If electric vehicle sales grow rapidly over the next decade – and most drivers continue to charge their electric cars at home – vehicle charging could put a strain on the power grid, according to a new study by Stanford University researchers. in the western United States, increasing net demand at peak times to 25 percent. This could be a problem as the West struggles to keep the lights on amidst heat waves and rising electricity demand.
The first thing to know about electric vehicle charging is that it’s nothing like filling a car with gasoline. Charging an electric car takes time: While the fastest chargers can charge an EV battery by 80 percent in 20-30 minutes, most chargers are slower and take between two and 22 hours to get to. a full charge. This means that around 80 percent of electric vehicle charging takes place at the owner’s home, overnight, when the driver doesn’t need the car and can leave plenty of time for charging.
But that charging model is at odds with the way electricity is generated more and more. The greatest demand for electricity occurs in the evenings, between approximately 17:00 and 21:00. People come home from work, turn on the lights, watch TV, and do other energy-absorbing activities. The solar panels, meanwhile, produce their energy during the central hours of the day. The highest demand for electricity, therefore, occurs just as the solar has started shutting down for the day.
In the Stanford study, researchers modeled the charging behavior of residents of 11 western states and then analyzed how that behavior would impact a power grid that is increasingly switching to renewable energy and other clean energy sources.
“Once 30 to 40 percent of cars are electric vehicles, it will start to significantly impact what we do with the grid,” said Ram Rajagopal, professor of civil and environmental engineering at Stanford University and one of the authors. of study. Even if drivers wait until after rush hour and set the car to recharge at 11pm or later, they will use the electricity exactly when renewable energy is not readily available. This could lead to increased carbon emissions and the need for more batteries and storage in the power grid.
One solution, the researchers say, is if more electric vehicle owners switch to daytime charging, charging their cars at work or at public chargers. If electric cars are recharged in the late morning and early afternoon, when the grid has excess solar capacity that is not being used, there will be less pressure on the electricity system and less need for storage. According to the study, in a scenario where 50 percent of cars are electric, a switch from most homes to a mix of home and work charging could nearly halve the amount of storage space needed on the network. The addition of public and workplace chargers has the added benefit of helping renters or non-homeowners access EVs as well.

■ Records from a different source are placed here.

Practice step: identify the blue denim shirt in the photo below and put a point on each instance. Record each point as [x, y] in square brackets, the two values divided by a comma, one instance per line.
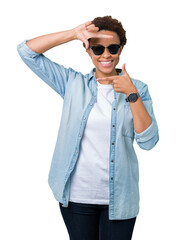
[79, 93]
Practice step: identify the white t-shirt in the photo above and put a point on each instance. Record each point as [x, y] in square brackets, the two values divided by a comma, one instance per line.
[90, 178]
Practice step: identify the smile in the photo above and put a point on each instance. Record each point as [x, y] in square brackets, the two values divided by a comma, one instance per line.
[106, 64]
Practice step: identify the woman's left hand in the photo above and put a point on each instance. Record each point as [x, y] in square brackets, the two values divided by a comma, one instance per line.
[122, 84]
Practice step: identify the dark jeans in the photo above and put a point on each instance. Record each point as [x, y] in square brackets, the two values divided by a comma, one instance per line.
[91, 222]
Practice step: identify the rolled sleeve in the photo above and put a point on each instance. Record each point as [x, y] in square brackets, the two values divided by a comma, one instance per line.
[53, 74]
[150, 136]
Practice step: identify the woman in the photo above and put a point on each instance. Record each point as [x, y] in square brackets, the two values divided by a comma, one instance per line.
[94, 170]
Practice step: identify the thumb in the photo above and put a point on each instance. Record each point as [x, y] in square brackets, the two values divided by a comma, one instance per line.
[124, 68]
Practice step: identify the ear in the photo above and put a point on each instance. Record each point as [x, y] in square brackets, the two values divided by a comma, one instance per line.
[121, 48]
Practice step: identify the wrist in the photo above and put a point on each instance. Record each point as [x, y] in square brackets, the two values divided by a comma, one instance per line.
[133, 89]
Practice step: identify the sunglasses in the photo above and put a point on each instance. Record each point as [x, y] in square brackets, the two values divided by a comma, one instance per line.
[99, 49]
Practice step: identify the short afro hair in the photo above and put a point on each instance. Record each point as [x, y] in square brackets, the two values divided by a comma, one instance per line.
[111, 24]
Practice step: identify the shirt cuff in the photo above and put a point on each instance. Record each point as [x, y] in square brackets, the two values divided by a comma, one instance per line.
[26, 50]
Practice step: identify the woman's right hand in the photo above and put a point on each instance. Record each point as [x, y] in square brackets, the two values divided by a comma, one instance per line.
[88, 30]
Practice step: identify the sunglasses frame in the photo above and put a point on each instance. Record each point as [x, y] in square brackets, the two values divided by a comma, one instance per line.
[92, 47]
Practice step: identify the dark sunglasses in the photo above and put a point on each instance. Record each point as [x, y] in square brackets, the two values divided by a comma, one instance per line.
[99, 49]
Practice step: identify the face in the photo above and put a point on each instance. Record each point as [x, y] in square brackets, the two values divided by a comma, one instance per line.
[105, 70]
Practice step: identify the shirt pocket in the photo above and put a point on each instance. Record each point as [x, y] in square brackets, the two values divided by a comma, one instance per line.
[128, 125]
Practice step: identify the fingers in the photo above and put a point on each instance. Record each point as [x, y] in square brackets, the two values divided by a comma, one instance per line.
[87, 23]
[106, 79]
[92, 28]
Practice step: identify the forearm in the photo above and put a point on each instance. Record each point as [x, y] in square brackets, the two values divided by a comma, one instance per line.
[43, 43]
[141, 118]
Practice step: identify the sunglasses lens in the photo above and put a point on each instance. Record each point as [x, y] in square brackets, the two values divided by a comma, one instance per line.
[113, 49]
[98, 50]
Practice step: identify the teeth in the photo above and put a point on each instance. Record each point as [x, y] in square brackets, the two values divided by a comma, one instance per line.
[106, 62]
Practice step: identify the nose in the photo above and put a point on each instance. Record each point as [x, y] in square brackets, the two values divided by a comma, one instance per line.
[106, 53]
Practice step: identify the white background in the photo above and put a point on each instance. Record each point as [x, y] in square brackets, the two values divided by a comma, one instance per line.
[31, 112]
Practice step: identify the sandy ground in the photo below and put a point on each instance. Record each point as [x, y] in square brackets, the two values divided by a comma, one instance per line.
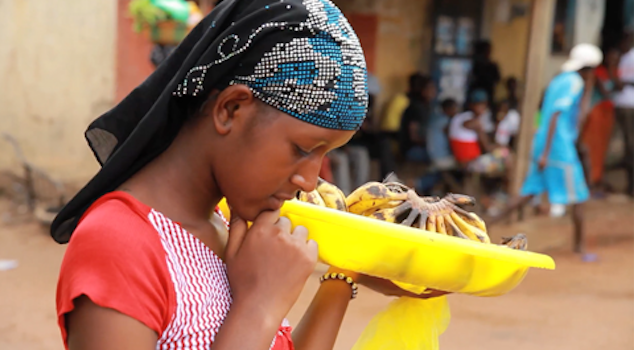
[580, 306]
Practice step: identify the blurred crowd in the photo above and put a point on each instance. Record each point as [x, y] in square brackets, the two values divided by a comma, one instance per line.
[439, 145]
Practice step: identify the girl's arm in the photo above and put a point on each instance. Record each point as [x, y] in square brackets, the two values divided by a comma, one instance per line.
[319, 327]
[92, 327]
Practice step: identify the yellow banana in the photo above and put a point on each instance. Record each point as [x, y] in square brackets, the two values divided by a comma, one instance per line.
[312, 197]
[519, 242]
[332, 195]
[371, 195]
[470, 231]
[440, 225]
[479, 223]
[391, 214]
[455, 230]
[431, 222]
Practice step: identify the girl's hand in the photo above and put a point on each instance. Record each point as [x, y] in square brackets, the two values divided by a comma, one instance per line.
[267, 264]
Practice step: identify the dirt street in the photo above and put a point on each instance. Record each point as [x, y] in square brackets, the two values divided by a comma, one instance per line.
[580, 306]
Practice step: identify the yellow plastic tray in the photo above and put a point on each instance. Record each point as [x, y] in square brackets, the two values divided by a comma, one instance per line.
[410, 255]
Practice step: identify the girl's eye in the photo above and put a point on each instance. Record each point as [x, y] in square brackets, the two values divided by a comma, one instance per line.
[301, 152]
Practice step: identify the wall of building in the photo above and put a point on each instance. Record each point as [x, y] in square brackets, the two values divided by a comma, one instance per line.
[57, 71]
[509, 33]
[402, 42]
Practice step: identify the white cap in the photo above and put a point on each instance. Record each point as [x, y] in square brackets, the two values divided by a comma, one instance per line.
[581, 56]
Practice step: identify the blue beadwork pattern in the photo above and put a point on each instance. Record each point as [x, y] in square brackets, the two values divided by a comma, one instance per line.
[319, 78]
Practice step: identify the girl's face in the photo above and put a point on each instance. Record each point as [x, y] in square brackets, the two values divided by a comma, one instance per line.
[264, 156]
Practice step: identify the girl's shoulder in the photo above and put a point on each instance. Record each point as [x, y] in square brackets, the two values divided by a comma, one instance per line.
[115, 257]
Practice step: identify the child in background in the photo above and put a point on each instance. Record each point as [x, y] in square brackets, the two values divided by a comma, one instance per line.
[469, 142]
[438, 146]
[508, 124]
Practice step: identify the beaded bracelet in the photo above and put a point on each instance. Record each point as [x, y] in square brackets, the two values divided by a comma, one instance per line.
[342, 277]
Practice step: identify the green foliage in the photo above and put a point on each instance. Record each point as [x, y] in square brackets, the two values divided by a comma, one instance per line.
[144, 12]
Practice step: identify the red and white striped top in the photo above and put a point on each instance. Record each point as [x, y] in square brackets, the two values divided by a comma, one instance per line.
[131, 258]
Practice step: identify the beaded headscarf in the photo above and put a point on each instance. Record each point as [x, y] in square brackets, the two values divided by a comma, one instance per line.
[299, 56]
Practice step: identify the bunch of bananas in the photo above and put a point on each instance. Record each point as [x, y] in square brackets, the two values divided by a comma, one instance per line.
[396, 203]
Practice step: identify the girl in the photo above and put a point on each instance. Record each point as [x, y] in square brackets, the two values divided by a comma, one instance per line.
[245, 108]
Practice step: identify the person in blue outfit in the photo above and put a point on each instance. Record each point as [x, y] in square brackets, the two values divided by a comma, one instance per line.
[555, 166]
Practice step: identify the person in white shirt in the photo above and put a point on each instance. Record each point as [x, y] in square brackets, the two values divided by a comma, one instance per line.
[508, 124]
[624, 102]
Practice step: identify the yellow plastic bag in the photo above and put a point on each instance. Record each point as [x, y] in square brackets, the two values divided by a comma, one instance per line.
[407, 324]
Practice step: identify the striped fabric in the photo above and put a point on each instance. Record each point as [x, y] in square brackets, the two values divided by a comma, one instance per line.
[203, 295]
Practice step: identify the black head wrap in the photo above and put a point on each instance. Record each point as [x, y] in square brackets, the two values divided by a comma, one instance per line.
[299, 56]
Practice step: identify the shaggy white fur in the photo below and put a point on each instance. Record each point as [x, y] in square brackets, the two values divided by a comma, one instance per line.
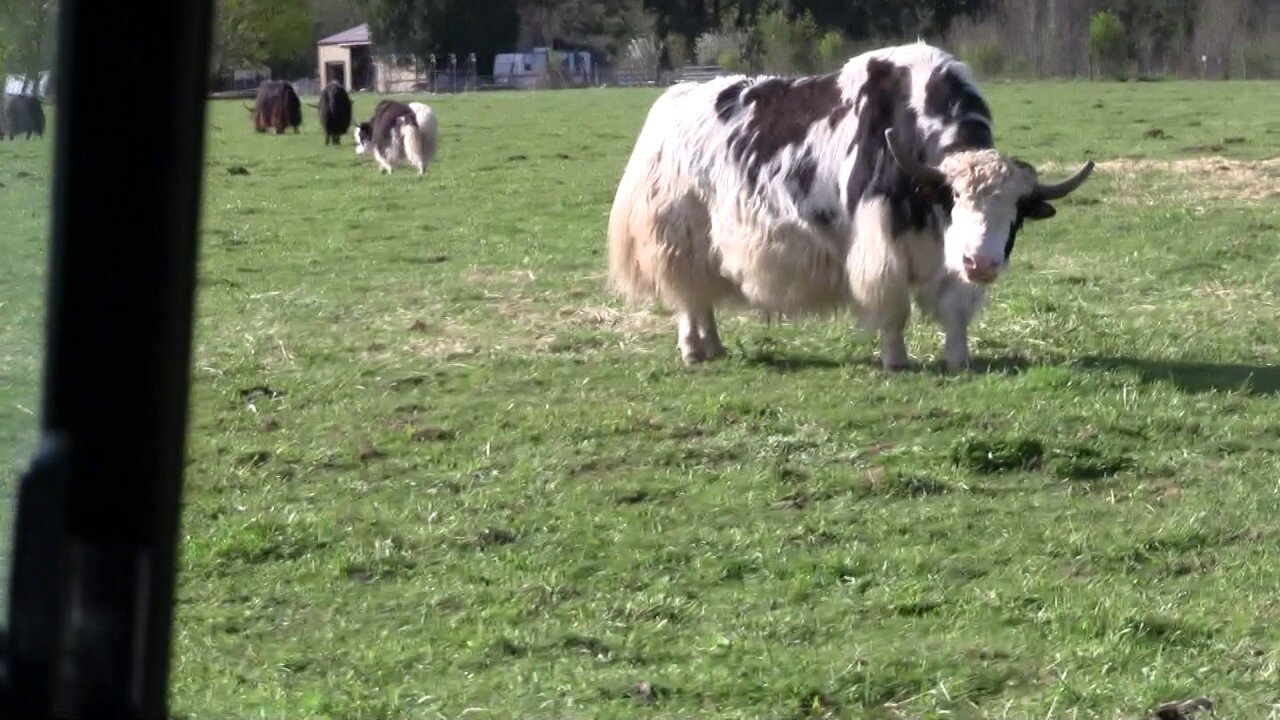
[688, 228]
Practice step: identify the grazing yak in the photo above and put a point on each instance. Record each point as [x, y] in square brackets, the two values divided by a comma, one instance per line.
[23, 114]
[275, 108]
[334, 109]
[398, 132]
[853, 190]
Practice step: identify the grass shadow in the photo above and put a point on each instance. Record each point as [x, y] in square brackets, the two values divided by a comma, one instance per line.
[786, 363]
[1194, 377]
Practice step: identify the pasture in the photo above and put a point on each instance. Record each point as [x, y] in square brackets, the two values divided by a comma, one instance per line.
[437, 470]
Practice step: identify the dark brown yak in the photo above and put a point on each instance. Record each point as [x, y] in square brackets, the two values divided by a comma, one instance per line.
[275, 108]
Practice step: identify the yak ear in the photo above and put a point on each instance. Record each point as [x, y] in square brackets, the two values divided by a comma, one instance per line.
[1037, 209]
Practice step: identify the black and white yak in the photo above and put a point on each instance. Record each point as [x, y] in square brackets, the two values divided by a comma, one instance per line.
[275, 108]
[851, 190]
[334, 109]
[398, 132]
[23, 114]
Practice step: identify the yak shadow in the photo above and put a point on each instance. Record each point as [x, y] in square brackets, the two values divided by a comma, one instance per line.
[790, 363]
[1194, 377]
[794, 363]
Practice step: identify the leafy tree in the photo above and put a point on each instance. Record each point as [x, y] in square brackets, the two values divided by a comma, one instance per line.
[27, 37]
[425, 27]
[336, 16]
[1107, 44]
[261, 32]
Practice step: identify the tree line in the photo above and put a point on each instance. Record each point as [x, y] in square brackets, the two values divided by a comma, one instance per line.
[1217, 39]
[1212, 39]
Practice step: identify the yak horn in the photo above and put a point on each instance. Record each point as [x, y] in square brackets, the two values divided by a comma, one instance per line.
[922, 173]
[1065, 187]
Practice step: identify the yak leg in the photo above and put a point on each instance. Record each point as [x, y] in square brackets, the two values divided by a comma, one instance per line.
[880, 281]
[956, 305]
[698, 338]
[709, 336]
[383, 160]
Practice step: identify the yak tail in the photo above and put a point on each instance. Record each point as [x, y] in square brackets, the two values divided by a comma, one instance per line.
[412, 142]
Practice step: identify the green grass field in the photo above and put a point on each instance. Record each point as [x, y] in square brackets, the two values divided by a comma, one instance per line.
[437, 470]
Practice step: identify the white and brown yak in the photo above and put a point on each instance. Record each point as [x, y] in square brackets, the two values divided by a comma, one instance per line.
[853, 190]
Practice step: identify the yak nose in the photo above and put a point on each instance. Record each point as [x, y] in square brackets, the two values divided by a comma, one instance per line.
[981, 269]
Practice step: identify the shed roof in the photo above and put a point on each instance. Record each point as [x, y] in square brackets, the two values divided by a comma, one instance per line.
[357, 35]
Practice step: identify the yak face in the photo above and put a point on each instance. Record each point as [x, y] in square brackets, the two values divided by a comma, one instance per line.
[990, 196]
[364, 136]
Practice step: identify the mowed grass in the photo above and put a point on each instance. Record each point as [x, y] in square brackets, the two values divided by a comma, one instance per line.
[437, 470]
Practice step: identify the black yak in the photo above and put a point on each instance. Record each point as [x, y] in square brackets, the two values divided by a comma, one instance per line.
[23, 114]
[275, 108]
[334, 109]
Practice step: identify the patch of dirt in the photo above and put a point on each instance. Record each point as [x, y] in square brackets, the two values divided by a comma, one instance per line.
[1208, 177]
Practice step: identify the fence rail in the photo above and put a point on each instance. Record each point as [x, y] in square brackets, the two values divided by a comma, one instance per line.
[453, 82]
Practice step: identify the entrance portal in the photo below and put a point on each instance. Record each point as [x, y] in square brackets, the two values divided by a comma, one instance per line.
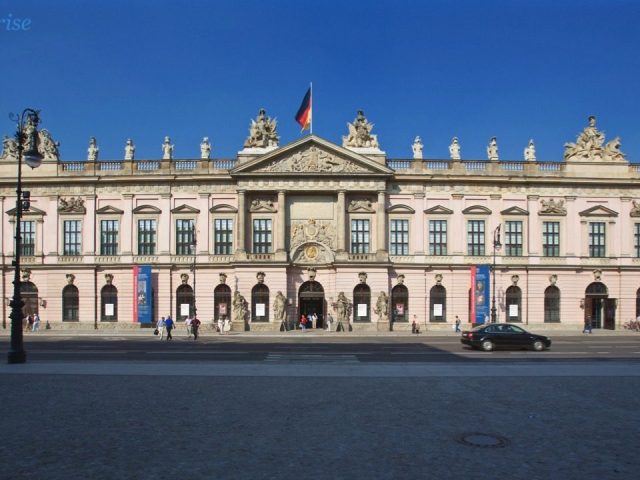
[310, 301]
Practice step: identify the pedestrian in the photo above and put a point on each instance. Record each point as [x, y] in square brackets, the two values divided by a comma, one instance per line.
[160, 328]
[188, 322]
[168, 323]
[195, 325]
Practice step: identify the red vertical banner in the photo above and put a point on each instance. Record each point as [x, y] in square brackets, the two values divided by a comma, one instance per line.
[472, 289]
[135, 289]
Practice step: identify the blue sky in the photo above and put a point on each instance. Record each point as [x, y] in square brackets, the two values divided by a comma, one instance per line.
[475, 69]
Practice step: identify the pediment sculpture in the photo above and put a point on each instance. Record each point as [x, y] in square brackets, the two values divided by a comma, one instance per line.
[360, 133]
[262, 132]
[313, 160]
[553, 207]
[590, 146]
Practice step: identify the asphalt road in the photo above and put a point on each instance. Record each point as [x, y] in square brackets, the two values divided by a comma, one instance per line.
[311, 348]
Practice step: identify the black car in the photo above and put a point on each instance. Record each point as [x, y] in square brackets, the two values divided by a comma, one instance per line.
[503, 335]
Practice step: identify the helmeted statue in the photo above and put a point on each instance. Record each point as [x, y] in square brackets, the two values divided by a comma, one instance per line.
[360, 133]
[262, 132]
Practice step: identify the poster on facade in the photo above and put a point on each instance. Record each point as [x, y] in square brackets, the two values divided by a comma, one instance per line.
[143, 302]
[479, 294]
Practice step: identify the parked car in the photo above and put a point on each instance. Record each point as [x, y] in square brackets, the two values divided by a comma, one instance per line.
[503, 335]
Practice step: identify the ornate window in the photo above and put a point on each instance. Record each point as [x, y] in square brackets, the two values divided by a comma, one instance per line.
[362, 303]
[109, 304]
[70, 304]
[552, 304]
[260, 303]
[475, 237]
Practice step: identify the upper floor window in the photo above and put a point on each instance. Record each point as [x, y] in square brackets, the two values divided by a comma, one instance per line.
[437, 237]
[108, 237]
[72, 237]
[597, 239]
[513, 238]
[475, 237]
[262, 235]
[360, 236]
[28, 238]
[146, 237]
[223, 236]
[185, 231]
[399, 241]
[551, 239]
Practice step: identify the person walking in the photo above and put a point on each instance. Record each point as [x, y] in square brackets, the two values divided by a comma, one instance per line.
[195, 326]
[168, 323]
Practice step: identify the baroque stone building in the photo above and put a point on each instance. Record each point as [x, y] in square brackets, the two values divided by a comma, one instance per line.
[313, 226]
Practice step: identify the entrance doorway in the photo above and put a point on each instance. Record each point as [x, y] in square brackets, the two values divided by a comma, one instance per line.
[310, 301]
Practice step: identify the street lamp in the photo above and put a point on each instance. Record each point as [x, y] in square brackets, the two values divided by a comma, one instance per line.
[496, 247]
[27, 146]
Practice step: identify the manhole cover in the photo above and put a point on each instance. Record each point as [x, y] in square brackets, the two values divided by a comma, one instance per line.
[482, 440]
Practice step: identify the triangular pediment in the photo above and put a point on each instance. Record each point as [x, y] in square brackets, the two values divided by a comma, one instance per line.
[438, 210]
[109, 210]
[598, 211]
[185, 209]
[312, 155]
[514, 211]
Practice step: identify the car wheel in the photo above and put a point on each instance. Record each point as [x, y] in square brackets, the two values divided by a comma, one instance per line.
[487, 345]
[538, 345]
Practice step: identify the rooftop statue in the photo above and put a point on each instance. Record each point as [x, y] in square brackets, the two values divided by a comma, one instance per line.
[360, 133]
[589, 146]
[454, 149]
[167, 149]
[262, 132]
[93, 150]
[530, 152]
[417, 148]
[129, 150]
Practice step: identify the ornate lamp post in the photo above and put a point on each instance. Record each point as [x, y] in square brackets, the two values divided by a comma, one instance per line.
[27, 146]
[496, 247]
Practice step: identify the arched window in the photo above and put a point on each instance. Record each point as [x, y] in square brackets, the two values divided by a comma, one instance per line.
[29, 295]
[109, 304]
[184, 296]
[362, 303]
[438, 304]
[222, 302]
[552, 304]
[70, 304]
[513, 304]
[260, 303]
[400, 303]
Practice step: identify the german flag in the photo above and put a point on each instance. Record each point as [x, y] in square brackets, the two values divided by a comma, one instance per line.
[303, 117]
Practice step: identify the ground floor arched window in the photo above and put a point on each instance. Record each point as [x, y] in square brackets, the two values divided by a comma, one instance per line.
[362, 303]
[438, 304]
[109, 304]
[70, 304]
[184, 302]
[260, 303]
[513, 303]
[552, 304]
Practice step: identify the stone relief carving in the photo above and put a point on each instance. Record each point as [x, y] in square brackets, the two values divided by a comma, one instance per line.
[589, 146]
[313, 160]
[262, 132]
[72, 205]
[553, 207]
[360, 133]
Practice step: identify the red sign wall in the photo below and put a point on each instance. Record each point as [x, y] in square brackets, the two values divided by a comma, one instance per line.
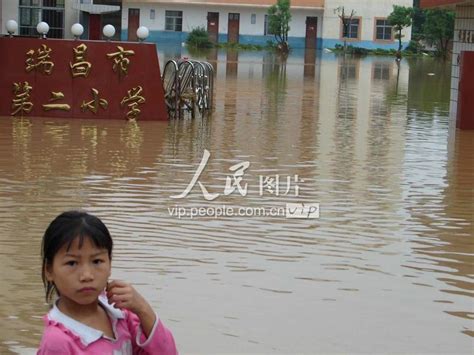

Siobhan Powell, a postdoctoral researcher at ETH Zurich in Switzerland and lead author of the study, says the time has come to plan for the expansion of public and workplace charging. “We’re not saying, ‘No longer have home charging’ or ‘limit home charging’,” she said. “We do not want to discourage” whatever charge because it is really important for adoption. But there is a lot of money for charging and we could make charging at work or in public as convenient as it is at home. “
The authors also recommend changing electricity pricing structures to better incentivize mid-day charging. At the moment, some utilities offer very low electric rates for consumers to charge their cars overnight. PG&E, for example, a California utility company, offers electric vehicle owners electricity for 25 cents overnight between midnight and 7am and 36 cents between 7am and 2pm Ideally, according to Rajagopal and Powell, the cheapest rates should be mid-day to Incentive charging when it’s sunny.
Gil Tal, the director of an electric vehicle research center at the University of California at Davis who was not involved in the paper, said current electric vehicle owners don’t have to worry about their charging schemes. “We don’t need to hold back the adoption of electric cars,” he said. As more clean energy and storage are added to the grid, he argues, many of these problems will be solved.
But he agrees that one of the benefits of electric vehicles is the flexibility of when they can charge. It will be helpful to switch to daytime charging, either by charging at home during the day (for those who work from home) or by providing chargers in the workplace.
Politicians must “put the chargers where the cars are during the day,” he said.